Man, honestly it is one of the underrated channel. Your explanation is crystal clear, easy to understand. I had difficulty in understanding complex problem's solutions, but your videos really helped me. Thanks a lot :)

The two pointer approach took me a while to understand but I think this rephrasing might help a few people. As mentioned in the video, P_copy takes 3 steps and Q_copy takes 2 steps. This results in a difference of 1 step which is not what we want. What we need to do is essentially make them do the same amount of work so we arrive at the same node. What we can do is combine them, so P_copy and Q_copy do the same amount of work So if we do the 'reset' as mentioned in the video: P_Copy does 3 + 2 steps and Q_Copy does 2 + 3 steps. This results in the difference being 0 so no matter where they are in the tree they will always end up at the same place!

The solution sounds like fast slow pointers technique and it is brilliant. Thanks a lot, ser.

I believe the time complexity of the first solution is actually 2log(N). 2N indicates you would traverse every node when you are only traversing at most log(N) nodes for each given node.

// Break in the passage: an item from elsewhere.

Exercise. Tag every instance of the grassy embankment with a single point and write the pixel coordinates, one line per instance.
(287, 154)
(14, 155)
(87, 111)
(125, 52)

Brilliant explanation! I got quite confused when I was browsing through the discussion sessions and saw these 5 lines of magic Lol... but your video just made it so clear!

alternative naive solution: class Solution: def lowestCommonAncestor(self, p: 'Node', q: 'Node') -> 'Node': seen = set() while p: seen.add(p) p = p.parent while q not in seen: q = q.parent return q

in this case, "n" (for the runtime complexity) is the height of the tree, not the number of nodes, correct?

Basically same "ah-ha" trick as Leetcode 160 -- Intersection of Two Linked Lists

Thanks man, Now Understand similar question of finding intersection of two linked list.

This is such an excellent solution. I had to watch it twice though because it wasn't clear you would be swapping the pointers so I was wondering but once I figured that out I was like wow. One other thing is maybe calling them q_ptr and p_ptr would have been better and its odd that the examples require us to return values yet we return nodes

this channel is real af,

Thank you, that explanation is very clear.

Amazing explanation! Thank you!

how about this solution- measure depths , the pointer which is at lower depth will be moved up until the depths are same, and then move p and q simultaneously to and retunr when p == q

This channel is underrated! Great work. Keep the good work! :)

Highly appreciated! Bind blowing solution

So clear. Thank you very much

Thanks, bro, really good explanation, love it!

You said the time complexity of naive solution is O(2N), but I just think it's O(N). Even the traverse is twice which is by p and also by q, total sum of them won't be greater than N.

Everything is amazing in this video! With your explanation the second solution clicks pretty easily. But what's IQ one should have to be able to solve it at an interview, within 15-20 minutes and without seeing the solution before, it's probably around 160.

Awesome! Thank you!

Great explanation. The two pointer solution is exactly similar to Intersection of two linked lists problem. In an interview, would we be expected to come up with such a solution or will the set solution suffice?

This is good! Thanks for the post. can you post a variation of this for other 2 LCA problems the other ones doesnt have reference to its parent 1644 1676

Well done mate! Appreciate the thoughtful explanation!

No way someone figures this out, but it makes so much sense lol

question: if a node is LCA of itself (descendant) meaning it is the parent of itself so do we have to add the same node as parent of itself instead of Null

Thanks. bro next time use different colors for the drawing.

Thank you

This is same intuition as slow fast pointers

amazing work!! :)

I am hard time understand why the last solution is linear time. Suppose we have a tree with one left branch of length n-1 and one right branch of length n. Then in order to level the paths you need to run the loop n times, and path length is n. Shouldn't this be O(n^2)?

Love from India

thanks

Tortoise hare strikes again

is it |b-a| = |a-b|?

At 3:39, shouldn't the time complexity be 2*log(n) instead of 2N? We're only looking at the height of the tree in each case

You need to work on your rationale. Yes you reach the answer but it's not clear why.